Indeed, everyone involved gives it their all: Paapa Essiedu also shines as Alex Dumani, brother to Sean in all but blood, whose relationship with him is tested as Sean becomes increasingly reckless, leading to a series of genuinely heartbreaking scenes between the two; Lucian Msamati is as reliable as ever as Ed, Finn’s lifelong friend who just wants the best for both the families and the company – but those interests turn out to be at odds with one another, leading to increasingly rash decisions on both sides as the conflict comes to a head. It is rare, especially in British television, to see such a plethora of stellar performances, yet that is exactly what Gangs of London delivers – not a single actor feels out of place, and all manage to ground a potentially outlandish narrative into something that feels organic, and true to the world in which the show is set.

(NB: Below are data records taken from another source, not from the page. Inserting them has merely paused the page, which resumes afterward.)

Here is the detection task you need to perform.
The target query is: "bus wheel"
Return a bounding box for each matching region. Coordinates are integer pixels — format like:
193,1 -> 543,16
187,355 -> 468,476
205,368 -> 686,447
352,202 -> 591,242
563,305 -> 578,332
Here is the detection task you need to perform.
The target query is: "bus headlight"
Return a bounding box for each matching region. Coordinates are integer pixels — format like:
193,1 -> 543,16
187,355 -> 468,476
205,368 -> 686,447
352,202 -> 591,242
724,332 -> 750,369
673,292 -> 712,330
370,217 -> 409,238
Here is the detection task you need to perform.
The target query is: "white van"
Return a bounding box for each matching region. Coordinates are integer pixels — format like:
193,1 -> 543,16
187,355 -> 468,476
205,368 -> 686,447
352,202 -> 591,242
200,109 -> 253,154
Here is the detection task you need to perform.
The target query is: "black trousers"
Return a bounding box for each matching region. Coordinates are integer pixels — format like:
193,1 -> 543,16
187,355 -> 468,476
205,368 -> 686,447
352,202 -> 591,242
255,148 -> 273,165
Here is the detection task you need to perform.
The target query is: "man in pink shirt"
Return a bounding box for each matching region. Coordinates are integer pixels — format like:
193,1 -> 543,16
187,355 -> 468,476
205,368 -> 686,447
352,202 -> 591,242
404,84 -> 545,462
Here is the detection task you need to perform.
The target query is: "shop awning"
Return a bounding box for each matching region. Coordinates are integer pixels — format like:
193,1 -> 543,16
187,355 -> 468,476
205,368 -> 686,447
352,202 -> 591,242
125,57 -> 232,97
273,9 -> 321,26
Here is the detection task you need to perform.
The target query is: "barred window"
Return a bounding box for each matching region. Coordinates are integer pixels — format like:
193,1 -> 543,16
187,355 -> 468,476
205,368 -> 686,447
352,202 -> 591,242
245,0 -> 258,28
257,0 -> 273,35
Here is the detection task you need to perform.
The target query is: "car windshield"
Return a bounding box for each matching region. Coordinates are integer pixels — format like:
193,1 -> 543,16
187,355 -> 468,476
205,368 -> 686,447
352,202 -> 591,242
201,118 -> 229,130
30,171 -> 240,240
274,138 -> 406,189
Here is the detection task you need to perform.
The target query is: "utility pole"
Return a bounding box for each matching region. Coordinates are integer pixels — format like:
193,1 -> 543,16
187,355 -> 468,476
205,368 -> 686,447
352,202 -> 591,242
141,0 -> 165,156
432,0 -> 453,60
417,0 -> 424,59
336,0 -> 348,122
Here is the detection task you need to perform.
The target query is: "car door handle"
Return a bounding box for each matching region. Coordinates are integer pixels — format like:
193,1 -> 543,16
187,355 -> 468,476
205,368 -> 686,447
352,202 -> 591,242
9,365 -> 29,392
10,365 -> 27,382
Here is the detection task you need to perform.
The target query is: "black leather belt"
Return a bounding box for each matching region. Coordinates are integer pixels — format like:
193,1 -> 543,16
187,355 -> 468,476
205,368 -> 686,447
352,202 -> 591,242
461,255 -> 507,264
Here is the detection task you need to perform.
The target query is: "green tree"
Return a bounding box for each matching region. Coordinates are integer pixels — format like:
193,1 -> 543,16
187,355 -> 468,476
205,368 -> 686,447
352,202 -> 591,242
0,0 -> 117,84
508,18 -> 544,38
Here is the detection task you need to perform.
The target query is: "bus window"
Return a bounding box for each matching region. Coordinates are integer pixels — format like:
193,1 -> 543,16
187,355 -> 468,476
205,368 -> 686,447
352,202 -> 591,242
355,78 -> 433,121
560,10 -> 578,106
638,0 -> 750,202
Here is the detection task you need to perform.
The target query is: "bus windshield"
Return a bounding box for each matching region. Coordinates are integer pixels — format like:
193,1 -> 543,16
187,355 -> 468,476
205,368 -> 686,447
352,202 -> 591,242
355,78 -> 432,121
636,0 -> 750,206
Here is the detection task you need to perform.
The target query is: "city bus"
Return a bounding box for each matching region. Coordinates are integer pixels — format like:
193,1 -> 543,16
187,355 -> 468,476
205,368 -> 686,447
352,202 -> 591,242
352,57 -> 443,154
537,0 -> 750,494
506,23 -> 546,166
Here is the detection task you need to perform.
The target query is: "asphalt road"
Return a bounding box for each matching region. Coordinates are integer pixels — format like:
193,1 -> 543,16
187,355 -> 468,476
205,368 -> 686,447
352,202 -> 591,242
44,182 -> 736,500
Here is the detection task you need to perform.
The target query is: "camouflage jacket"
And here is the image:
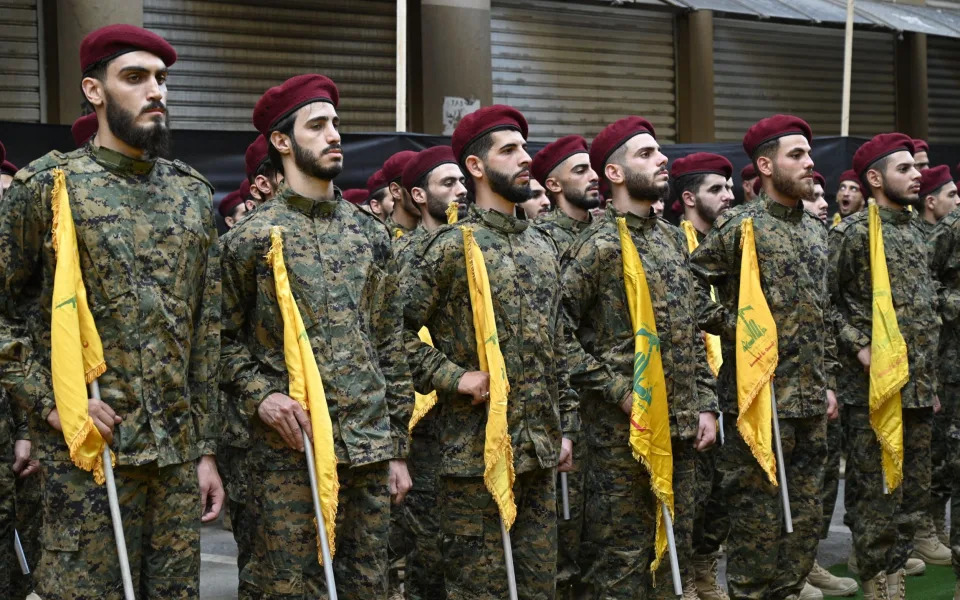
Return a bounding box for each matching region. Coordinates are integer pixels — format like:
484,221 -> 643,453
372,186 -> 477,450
402,205 -> 579,477
562,207 -> 718,447
690,193 -> 836,418
0,144 -> 220,466
829,208 -> 940,408
536,208 -> 591,256
927,209 -> 960,384
220,187 -> 413,470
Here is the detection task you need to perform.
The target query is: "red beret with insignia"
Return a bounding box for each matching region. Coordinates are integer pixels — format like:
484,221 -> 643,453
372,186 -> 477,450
530,135 -> 587,186
80,25 -> 177,73
253,73 -> 340,135
450,104 -> 528,162
367,169 -> 390,196
400,146 -> 457,192
670,152 -> 733,179
920,165 -> 953,198
70,113 -> 99,148
342,188 -> 370,205
590,117 -> 657,178
853,133 -> 916,177
243,134 -> 267,181
743,115 -> 813,159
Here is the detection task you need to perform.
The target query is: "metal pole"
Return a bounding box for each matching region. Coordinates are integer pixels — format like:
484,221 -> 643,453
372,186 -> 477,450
90,379 -> 136,600
660,502 -> 683,596
13,529 -> 30,575
300,429 -> 337,600
560,473 -> 570,521
840,0 -> 853,137
770,381 -> 793,533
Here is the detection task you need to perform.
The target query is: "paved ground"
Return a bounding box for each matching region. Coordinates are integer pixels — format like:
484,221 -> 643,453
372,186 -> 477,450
200,479 -> 868,600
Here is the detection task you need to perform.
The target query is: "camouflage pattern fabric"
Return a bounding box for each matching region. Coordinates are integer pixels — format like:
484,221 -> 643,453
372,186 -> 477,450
36,460 -> 200,600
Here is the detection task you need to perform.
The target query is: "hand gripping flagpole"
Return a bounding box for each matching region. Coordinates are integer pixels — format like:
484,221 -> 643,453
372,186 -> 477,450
770,381 -> 793,533
300,428 -> 337,600
90,379 -> 136,600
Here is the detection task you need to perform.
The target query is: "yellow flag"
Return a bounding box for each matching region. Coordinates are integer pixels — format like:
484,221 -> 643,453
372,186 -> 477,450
266,226 -> 340,564
460,227 -> 517,531
867,201 -> 910,491
617,217 -> 674,571
734,219 -> 778,485
680,221 -> 723,377
407,206 -> 459,431
50,169 -> 109,484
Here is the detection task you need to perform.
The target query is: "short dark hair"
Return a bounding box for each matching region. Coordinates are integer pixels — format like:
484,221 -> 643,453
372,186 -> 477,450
266,111 -> 297,175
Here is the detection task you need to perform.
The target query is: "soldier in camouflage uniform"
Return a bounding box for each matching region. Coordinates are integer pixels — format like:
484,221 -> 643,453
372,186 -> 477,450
530,135 -> 600,598
401,105 -> 579,600
927,203 -> 960,599
691,115 -> 836,600
220,75 -> 413,599
829,133 -> 940,598
563,117 -> 717,600
671,152 -> 734,600
0,25 -> 223,600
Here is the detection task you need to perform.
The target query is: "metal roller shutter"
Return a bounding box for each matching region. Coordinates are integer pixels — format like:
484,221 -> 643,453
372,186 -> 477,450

That narrative is, thankfully, solid. It is twisty and deviating and complex and needs you to pay attention, but the concentration is worth it. The story is balanced fairly equally with the action in the series’ first half before the action is slowly dialled down slightly as the narrative takes hold as we hurtle towards the conclusion – but that is never a bad thing. As said earlier, the action serves the story – and sometimes the story simply doesn’t call for a fight.
Full credit to Evans and his writing team, then, for crafting, characters and a narrative that audiences actually care about and engage with, beyond simple fisticuffs. As tensions rise between characters, our jaws are left on the floor on more than one occasion, and to an extent that I genuinely have not seen in years. The narrative tension Evans and co devise never lets up even once after things get going, and Gangs of London is all the better for it. Every character has sound motivations for doing what they do, making every action believable, even if we may not agree with it. It is pleasing to see a British show take on the ambiguity that US shows have been showcasing for a while now; there are no good guys and bad guys, as such, because everyone is a varying shade of grey, always doing their best, and always for the right reasons, but sometimes just taking things too far.
Gangs of London is that rare show that genuinely does not put a foot wrong for its entire runtime. This nine-episode first series (one hopes there will be a second) is about as close to a perfect British television show as I’ve ever seen. It combines excellent character work, stellar performances, fantastic technical craft, a narrative that never once feels slow or boring, and quite possibly the best action sequences Evans has ever devised, and serves it all up at once in a feast of long-form television. I never thought I would say this about anything, but Gangs of London truly is The Godfather for the modern-day – a masterpiece.